Outro aspeto importante trata-se dos ciclos populacionais (muito frequentes em roedores) que conduzem a alterações temporais da dieta de um predador a diferentes escalas espaciais (Moleón et al., 2009). Também os surtos de doenças são responsáveis por padrões temporais característicos. É um exemplo frequente a disseminação da mixomatose e da febre hemorrágica nas populações de coelho-bravo da Península Ibérica, que conduziram ao desaparecimento de um número muito elevado de indivíduos nas últimas décadas (Villafuerte et al., 1995). Como consequência, as populações de bufo-real também diminuíram devido à falta de alimento (Martinez & Calvo, 2001; Martínez & Zuberogoitia, 2001; Penteriani et al., 2002). Tais acontecimentos também permitiram inferir que o bufo-real não é capaz de subsistir apenas com

| 112 base em pequenos mamíferos, necessitando de uma dieta variada na ausência de grandes presas como o coelho (Donázar, 1987; Serrano, 2000).

Com base nos resultados obtidos, verificou-se que a percentagem de mamíferos (ainda que com alguma incerteza) e a percentagem de biomassa de mamíferos presentes na dieta do bufo-real eram superiores nos anos mais recentes. Isto pode dever-se à redução das populações de presas alternativas como as aves, nomeadamente galiformes, e de outras espécies de maior dimensão. Atendendo a que os resultados abrangem todo o Paleártico, noutras regiões de maior longitude é possível que o maior número de mamíferos na dieta seja o resultado de uma maior predação sobre pequenos mamíferos como os roedores.

Já a percentagem de galiformes na dieta diminuiu nas últimas décadas. Isto pode sugerir que a predação sobre eles diminuiu ao longo dos anos (Papageorgiou et al., 1993). Desse modo, é possível que a frequência de caça pelo homem sobre espécies cinegéticas tenha aumentado, conduzindo, à redução da abundância e da densidade a que as mesmas ocorrem nos seus habitats e na dieta do bufo-real.

Todavia, seria de esperar um conjunto de resultados diferente, ou seja, esperava-se que a diversidade da dieta e a percentagem de superpredação variassem mais significativamente ao longo do tempo, o que não se verificou.
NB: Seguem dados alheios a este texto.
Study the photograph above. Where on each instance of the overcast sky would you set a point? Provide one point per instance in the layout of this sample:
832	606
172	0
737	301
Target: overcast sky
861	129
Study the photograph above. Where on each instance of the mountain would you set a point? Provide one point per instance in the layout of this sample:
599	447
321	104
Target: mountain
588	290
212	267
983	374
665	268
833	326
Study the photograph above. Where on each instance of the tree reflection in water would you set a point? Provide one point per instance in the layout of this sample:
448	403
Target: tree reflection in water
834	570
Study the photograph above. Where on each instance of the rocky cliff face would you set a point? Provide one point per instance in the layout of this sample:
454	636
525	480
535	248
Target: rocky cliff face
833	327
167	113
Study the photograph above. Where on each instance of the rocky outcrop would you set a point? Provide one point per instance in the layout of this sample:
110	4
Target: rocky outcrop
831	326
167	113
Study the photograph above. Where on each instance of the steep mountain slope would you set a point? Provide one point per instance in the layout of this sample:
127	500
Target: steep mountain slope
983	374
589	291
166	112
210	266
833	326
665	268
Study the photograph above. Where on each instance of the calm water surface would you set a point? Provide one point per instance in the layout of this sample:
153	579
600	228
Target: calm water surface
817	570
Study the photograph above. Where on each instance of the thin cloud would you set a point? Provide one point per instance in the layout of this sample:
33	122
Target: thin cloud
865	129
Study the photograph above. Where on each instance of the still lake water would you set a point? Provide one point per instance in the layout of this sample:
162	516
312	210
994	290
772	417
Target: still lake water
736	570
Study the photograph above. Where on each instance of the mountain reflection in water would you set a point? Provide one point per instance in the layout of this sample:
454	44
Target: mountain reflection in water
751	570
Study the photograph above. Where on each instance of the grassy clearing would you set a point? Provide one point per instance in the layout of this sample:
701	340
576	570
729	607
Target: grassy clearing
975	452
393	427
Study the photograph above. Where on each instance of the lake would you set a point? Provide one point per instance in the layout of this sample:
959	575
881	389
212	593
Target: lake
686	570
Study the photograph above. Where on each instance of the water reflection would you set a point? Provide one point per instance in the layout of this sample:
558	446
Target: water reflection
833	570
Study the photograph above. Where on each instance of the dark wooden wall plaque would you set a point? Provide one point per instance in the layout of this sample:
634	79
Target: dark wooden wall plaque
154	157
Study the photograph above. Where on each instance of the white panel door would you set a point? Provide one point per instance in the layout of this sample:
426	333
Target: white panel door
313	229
Dada a escala em que este estudo foi realizado, é possível que esses fenómenos se verifiquem em determinadas regiões ao nível das comunidades, mas o mesmo não aconteça ao longo de toda a área de estudo (em macro-escala espacial). Korpimäki &

Marti (1995) também referiram que alguns padrões de diversidade de espécies dependem, entre outros fatores, da escala que é utilizada para procurar a existência desses mesmos padrões.